Excuse the drool, just thinking about it…yum.

So how do I go about making it, especially the pancake part which is somewhere between an american-style pancake and a crepe?

nl wiki says regarding the basic pannenkoek:
* 3 eieren (3 eggs)
* 200 gram bloem (flour)
* snufje zout (pinch of salt)
* ruim kwart liter melk (about 1/4 l milk)
* olie of boter om in te bakken. (oil or butter to cook it in)

And then cook it like a crepe more or less. From what I recall you toss the other stuff on top like you would a flat omelet. I can’t recall if one flips it or just lets it cook through from the bottom. Real cloggies can clarify.

And now I have a completely ridiculous hankering for one with standard speck and boerenkaas. I’m going to have to try this at home!

I don’t have a recipe at the moment, but that sounds a lot more like an eastern savory pancake rather than the breakfast pancake most are familiar with. And I know a recipe should be easy to find cause even I am aware of them! Let me see what can be found online, not sure they’re called ‘pancakes’ though.

Just a Tip: I have heard from those in the know that blending this mixture or frappeing this crepe batter (I have a very old blender with a real frappe’ setting…) leads to much better consistency.

Wow they are awfully expensive pancakes. In fact even a large soft drink is $5. Guess I’ll leave Amsterdam off my travel plans.

A true Peanut sauce is made with a can of cocconut milk, finely ground, roasted, unsalted peanuts, a tablespoon or two of palm sugar, fish sauce, and chiles, simmered til a thick consistency… coats the back of the spoon.

In Russia, that would be called a “blin”; is that what you’re thinking of? They can be filled with sweet or savory fillings.

Yummm. Amsterdam and pancakes. I have begun to drool. And the fries w/mayonnaise, just kill me now. Heavenly.

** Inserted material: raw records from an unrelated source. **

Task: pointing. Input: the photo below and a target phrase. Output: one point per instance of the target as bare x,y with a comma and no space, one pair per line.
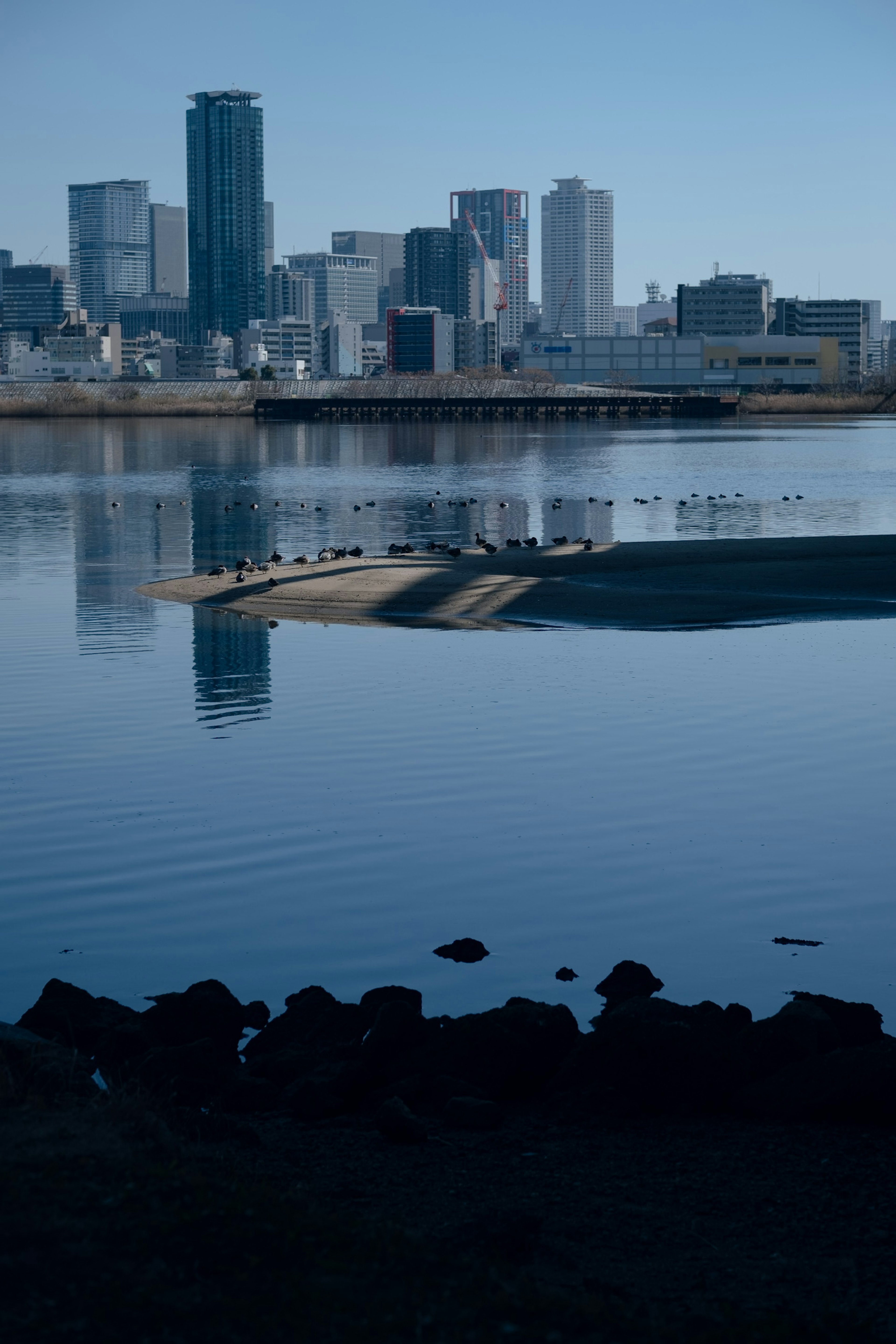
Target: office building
420,340
726,306
577,259
502,217
37,296
437,271
225,212
342,347
839,318
389,251
164,314
284,339
669,362
269,237
343,284
109,245
625,320
475,343
168,251
291,294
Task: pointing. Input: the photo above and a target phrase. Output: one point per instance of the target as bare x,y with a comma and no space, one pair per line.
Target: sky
760,136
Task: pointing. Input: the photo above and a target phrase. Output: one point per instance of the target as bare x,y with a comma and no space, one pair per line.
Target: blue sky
760,136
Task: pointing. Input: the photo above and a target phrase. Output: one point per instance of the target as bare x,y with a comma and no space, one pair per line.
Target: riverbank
676,1175
629,584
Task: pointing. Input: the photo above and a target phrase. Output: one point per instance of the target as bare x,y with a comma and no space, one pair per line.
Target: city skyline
762,200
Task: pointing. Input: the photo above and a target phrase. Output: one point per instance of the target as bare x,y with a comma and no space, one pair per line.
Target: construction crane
500,290
566,298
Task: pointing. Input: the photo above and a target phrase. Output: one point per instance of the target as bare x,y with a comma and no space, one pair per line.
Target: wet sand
640,585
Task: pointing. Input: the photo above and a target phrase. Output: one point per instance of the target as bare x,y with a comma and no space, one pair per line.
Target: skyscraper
109,244
577,260
389,251
225,212
168,251
437,271
502,216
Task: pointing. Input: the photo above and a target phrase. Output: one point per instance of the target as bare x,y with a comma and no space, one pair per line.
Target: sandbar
639,585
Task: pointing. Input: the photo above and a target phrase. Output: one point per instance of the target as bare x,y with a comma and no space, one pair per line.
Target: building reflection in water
232,667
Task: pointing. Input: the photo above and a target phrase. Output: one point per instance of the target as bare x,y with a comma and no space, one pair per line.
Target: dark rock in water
858,1025
73,1017
844,1085
396,1121
374,999
628,980
41,1072
463,949
205,1010
473,1113
246,1096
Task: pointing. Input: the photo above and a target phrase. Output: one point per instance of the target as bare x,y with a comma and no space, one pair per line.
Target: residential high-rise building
437,271
502,217
342,284
577,259
389,251
37,296
225,212
168,251
840,318
269,237
724,306
109,244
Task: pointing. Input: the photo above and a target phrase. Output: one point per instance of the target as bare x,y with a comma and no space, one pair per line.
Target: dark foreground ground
119,1226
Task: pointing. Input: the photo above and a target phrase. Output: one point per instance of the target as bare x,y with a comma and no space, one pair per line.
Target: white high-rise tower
577,260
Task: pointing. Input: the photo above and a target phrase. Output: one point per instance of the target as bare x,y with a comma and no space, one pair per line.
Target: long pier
503,408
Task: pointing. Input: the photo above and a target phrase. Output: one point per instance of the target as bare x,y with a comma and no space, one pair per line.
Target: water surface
193,795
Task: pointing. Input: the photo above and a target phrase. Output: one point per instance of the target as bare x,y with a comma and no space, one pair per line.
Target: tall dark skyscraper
225,212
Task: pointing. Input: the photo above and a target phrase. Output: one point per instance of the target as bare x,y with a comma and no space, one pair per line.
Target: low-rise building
420,340
671,362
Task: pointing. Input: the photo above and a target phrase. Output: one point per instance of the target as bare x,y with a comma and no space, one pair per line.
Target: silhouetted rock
396,1121
73,1017
628,980
463,949
843,1085
858,1025
472,1113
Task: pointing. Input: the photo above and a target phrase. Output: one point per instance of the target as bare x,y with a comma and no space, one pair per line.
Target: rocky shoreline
360,1172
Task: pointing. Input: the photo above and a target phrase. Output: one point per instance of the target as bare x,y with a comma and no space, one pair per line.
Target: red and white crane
500,290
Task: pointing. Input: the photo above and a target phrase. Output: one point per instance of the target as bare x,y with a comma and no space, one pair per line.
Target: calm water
189,795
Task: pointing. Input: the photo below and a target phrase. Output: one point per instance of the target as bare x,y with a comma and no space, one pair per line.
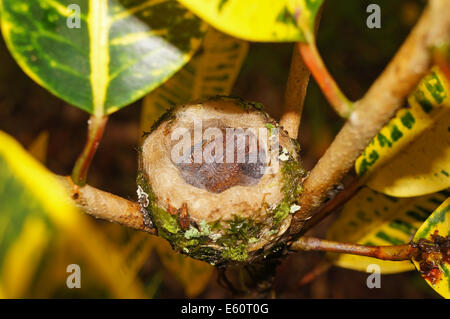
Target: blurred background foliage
355,56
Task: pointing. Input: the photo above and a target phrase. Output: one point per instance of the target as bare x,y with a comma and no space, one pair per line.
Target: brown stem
332,205
318,270
441,57
332,92
295,95
386,95
96,127
394,253
106,206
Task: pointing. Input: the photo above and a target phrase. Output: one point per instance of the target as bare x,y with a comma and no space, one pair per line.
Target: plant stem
332,92
394,253
387,94
332,205
106,206
441,57
96,127
297,84
295,94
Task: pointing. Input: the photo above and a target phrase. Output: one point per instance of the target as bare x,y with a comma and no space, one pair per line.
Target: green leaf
211,72
260,20
371,218
437,224
122,49
39,224
410,156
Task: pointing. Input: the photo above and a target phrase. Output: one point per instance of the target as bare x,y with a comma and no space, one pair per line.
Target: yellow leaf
259,20
371,218
23,256
410,156
35,211
211,72
438,222
38,148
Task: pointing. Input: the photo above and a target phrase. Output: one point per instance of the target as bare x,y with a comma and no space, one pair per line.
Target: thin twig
104,205
386,95
332,205
96,127
394,253
296,87
327,84
295,95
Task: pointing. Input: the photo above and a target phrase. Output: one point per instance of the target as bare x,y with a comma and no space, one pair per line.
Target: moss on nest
225,241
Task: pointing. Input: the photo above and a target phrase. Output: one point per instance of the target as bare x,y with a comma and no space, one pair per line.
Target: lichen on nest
239,221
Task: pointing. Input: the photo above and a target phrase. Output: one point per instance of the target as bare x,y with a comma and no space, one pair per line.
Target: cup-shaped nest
219,179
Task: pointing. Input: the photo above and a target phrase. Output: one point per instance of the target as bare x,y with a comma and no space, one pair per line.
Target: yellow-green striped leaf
410,156
37,217
211,72
120,50
260,20
437,224
372,218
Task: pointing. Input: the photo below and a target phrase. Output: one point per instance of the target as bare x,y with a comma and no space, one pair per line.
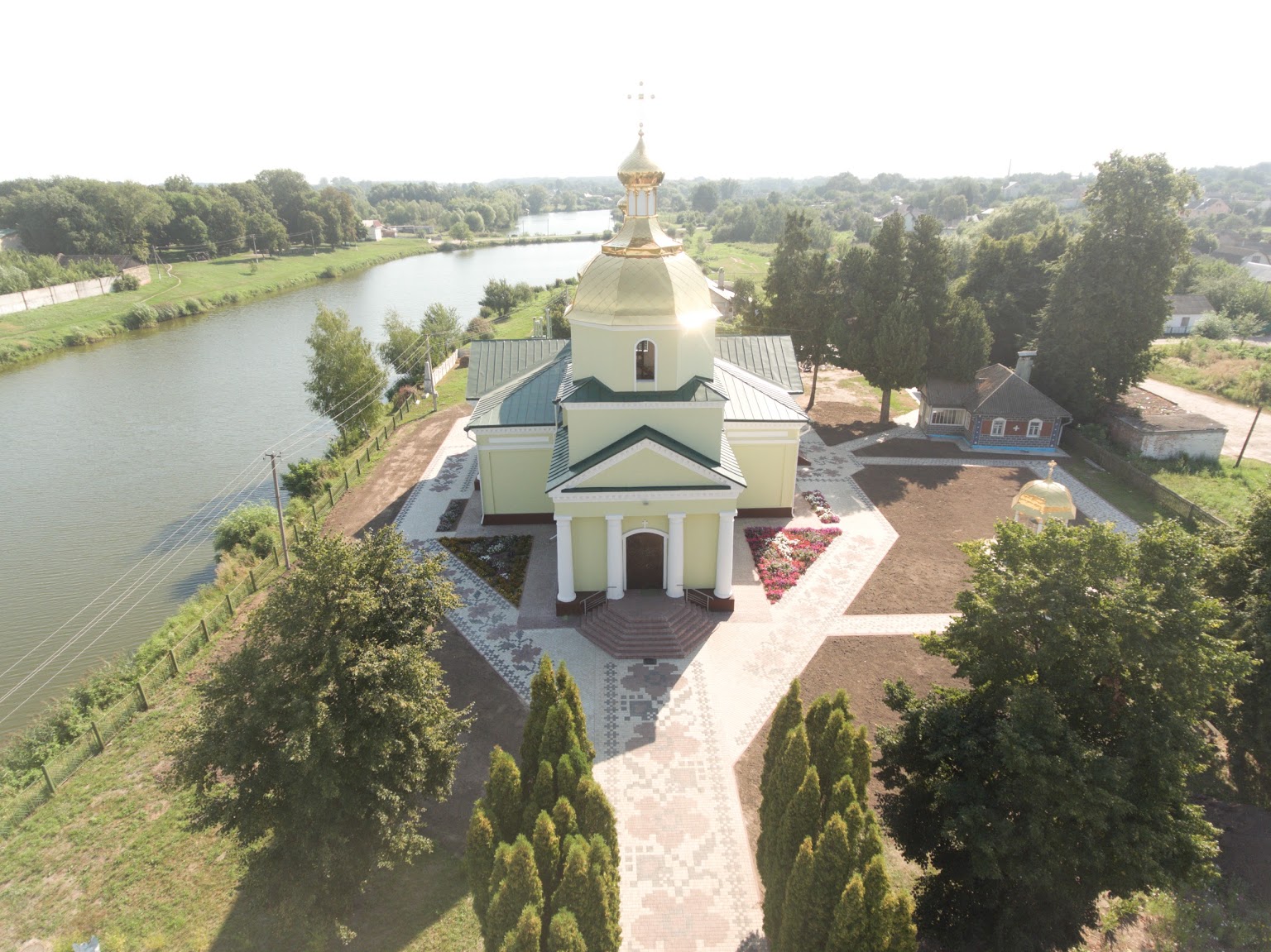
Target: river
112,457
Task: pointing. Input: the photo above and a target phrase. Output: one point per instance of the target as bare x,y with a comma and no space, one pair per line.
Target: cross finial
638,97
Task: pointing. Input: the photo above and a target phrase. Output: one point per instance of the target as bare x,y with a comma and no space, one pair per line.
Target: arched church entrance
646,565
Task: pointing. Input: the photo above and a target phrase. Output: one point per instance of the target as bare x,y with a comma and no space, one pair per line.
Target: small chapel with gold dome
646,435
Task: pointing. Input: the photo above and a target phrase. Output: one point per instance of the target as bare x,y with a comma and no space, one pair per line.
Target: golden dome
1043,499
631,290
638,170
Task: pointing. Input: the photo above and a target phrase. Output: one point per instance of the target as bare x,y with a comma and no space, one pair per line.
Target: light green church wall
701,540
609,355
770,471
647,468
588,554
514,481
592,430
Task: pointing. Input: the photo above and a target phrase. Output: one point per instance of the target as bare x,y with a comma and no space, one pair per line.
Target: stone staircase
647,624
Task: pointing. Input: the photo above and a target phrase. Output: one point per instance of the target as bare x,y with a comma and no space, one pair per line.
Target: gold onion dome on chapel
642,275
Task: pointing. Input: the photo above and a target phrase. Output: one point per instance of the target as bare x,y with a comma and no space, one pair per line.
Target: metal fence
106,725
1120,466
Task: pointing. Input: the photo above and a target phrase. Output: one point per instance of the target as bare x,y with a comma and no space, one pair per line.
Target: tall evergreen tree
1109,299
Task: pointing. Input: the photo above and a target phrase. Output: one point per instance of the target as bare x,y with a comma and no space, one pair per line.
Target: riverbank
189,289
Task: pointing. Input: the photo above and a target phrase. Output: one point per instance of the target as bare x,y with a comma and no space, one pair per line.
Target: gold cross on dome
640,97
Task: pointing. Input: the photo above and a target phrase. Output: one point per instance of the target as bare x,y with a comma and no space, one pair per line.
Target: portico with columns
650,436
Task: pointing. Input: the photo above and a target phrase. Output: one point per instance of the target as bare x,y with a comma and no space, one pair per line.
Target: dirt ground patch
377,501
500,720
860,665
932,509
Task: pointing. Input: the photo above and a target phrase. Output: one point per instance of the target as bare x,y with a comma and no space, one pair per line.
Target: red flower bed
782,556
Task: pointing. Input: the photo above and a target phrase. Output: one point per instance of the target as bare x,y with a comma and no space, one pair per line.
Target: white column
675,557
723,556
564,558
614,556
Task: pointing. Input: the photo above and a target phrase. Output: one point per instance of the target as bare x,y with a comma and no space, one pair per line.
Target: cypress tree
479,859
559,732
802,819
595,815
848,930
569,768
573,894
547,857
564,819
797,909
564,933
567,691
504,796
526,935
602,894
540,797
517,888
789,715
787,776
543,696
830,873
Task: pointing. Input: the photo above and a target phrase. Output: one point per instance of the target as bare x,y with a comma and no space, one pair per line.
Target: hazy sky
458,92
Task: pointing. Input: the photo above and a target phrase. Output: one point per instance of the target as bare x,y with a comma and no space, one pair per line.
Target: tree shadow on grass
280,909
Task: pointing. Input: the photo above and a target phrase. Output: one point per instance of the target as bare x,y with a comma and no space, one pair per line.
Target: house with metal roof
645,436
1000,409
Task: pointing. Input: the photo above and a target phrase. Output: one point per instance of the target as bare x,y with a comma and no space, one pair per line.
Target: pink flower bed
816,500
782,556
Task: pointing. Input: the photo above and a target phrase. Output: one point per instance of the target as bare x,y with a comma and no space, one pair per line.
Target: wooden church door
645,561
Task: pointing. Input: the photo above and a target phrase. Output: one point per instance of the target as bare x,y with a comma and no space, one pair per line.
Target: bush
244,525
304,478
1214,327
140,315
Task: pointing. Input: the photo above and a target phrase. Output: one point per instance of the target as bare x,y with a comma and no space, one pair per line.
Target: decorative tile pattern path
668,734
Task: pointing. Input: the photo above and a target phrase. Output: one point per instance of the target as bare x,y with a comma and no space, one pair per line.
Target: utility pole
277,501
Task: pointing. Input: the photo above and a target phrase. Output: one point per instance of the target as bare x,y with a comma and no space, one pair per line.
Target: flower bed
500,559
448,520
820,506
782,556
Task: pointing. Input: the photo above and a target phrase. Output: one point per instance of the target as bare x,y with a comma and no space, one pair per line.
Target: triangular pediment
647,466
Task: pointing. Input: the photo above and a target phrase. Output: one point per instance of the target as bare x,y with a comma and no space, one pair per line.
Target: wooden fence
106,725
1120,466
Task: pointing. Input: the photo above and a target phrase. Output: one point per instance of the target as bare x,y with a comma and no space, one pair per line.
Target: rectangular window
947,416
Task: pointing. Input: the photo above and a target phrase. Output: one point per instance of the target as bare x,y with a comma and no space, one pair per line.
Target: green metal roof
528,400
491,364
561,471
770,356
754,399
592,390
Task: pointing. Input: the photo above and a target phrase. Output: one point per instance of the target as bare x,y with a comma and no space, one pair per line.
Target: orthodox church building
645,435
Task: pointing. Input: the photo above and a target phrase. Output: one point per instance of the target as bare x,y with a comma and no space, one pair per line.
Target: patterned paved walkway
668,734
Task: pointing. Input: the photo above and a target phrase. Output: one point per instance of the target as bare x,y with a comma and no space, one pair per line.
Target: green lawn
223,281
115,854
1221,488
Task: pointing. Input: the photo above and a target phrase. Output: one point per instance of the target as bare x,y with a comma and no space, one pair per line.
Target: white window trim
652,343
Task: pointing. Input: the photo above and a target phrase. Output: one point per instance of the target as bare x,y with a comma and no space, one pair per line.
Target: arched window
645,360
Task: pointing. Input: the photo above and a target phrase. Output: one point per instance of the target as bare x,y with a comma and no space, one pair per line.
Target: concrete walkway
1233,416
668,734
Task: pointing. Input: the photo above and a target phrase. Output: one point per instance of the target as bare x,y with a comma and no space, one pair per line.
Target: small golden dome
638,170
1043,499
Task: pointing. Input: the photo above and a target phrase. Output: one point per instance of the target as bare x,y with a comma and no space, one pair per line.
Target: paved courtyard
668,734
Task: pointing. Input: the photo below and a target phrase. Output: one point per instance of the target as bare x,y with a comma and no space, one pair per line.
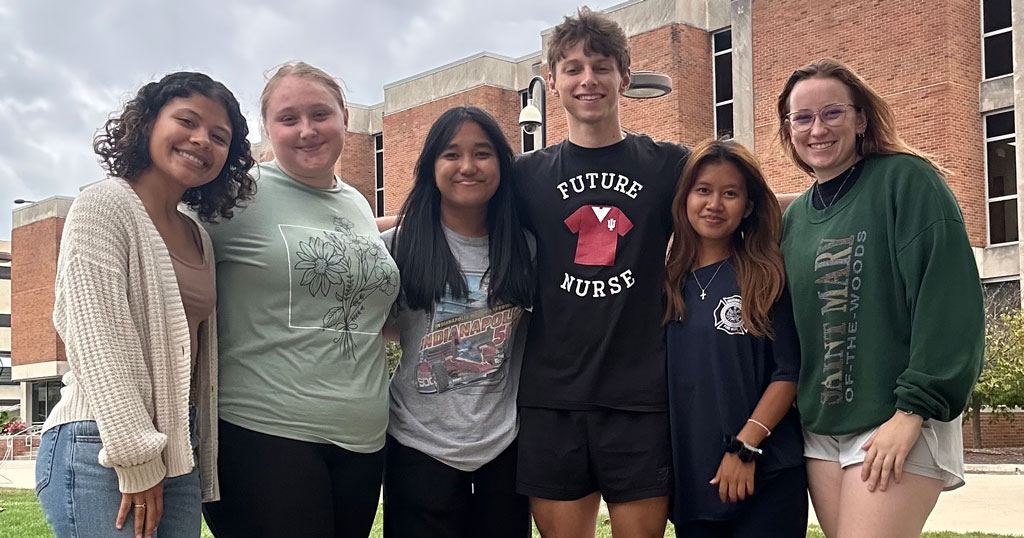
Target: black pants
280,488
778,509
425,498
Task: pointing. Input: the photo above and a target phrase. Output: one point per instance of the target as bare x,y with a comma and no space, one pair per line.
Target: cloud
65,70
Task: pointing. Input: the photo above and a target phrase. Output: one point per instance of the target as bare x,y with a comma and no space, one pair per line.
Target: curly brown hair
123,143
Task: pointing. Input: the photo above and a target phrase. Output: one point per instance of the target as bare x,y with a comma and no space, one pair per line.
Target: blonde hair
880,135
306,71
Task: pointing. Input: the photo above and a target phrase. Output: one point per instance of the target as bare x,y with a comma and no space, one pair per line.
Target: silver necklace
704,289
817,188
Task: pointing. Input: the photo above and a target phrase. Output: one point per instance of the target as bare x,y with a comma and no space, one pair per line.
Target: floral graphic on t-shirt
352,266
323,264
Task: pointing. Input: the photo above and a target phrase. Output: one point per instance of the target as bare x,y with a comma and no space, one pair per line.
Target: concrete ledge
55,206
38,371
994,468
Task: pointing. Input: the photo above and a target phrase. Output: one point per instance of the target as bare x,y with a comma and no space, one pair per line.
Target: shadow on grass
20,516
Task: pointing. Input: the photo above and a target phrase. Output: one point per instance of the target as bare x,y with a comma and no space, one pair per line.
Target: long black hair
420,248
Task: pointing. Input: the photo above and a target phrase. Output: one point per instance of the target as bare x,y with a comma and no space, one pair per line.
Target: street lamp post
643,85
530,118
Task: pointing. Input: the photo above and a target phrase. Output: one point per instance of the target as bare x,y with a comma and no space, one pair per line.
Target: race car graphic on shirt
599,229
467,342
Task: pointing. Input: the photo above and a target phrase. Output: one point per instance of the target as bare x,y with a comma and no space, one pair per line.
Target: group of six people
607,317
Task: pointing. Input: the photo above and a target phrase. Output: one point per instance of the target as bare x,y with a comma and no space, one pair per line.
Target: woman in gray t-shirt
466,280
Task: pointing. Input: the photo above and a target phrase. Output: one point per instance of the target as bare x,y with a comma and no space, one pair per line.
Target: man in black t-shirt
593,392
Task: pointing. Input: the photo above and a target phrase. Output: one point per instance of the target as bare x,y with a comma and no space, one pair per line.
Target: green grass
23,518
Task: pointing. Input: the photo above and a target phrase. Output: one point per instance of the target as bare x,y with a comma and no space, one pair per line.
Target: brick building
9,394
947,69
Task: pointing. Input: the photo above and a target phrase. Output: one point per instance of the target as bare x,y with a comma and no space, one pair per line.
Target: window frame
716,105
988,199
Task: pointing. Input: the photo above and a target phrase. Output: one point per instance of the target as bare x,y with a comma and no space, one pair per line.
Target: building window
5,369
996,38
528,140
722,73
1000,172
45,395
379,172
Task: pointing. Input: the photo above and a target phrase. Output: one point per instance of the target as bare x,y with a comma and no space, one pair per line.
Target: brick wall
406,130
678,50
355,166
33,272
999,433
924,58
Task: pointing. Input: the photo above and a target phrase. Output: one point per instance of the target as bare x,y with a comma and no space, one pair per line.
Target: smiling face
467,171
307,127
717,204
188,140
589,87
827,150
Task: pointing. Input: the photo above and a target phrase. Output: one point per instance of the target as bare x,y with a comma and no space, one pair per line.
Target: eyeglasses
830,115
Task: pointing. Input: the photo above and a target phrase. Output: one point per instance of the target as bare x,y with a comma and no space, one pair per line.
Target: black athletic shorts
566,455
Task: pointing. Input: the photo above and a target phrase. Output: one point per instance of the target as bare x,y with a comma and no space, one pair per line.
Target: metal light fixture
647,85
531,118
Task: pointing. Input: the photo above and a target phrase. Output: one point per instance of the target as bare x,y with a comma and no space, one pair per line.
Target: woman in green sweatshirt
888,307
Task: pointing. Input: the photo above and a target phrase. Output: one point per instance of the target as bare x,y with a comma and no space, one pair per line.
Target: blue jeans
80,497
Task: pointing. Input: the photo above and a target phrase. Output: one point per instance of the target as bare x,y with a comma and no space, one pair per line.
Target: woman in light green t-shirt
305,285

Pre-cook your chicken and stuff, and have it ready. I use less eggs (1 or 2) than capybara’s recipe, but it should be OK either way. Make a big pancake in the frypan, let it cook a minute, sprinkle the filling on top, let it cook another minute, scoop some more pancake batter over the filling, and flip it. It doesn’t need to cook for long on the other side. The top layer of batter doesn’t need to be a full, thick layer like the bottom. Just drizzle some around, or spread it with the back of the spoon. If you use slices of cheese or ham as filling, you can dip them in the batter before you put them on, then you don’t have to add any more batter. Sometimes they stick after you’ve flipped them. If I’m having trouble with them sticking, I spray them lightly with an oil spray before flipping, but it’s not always necessary.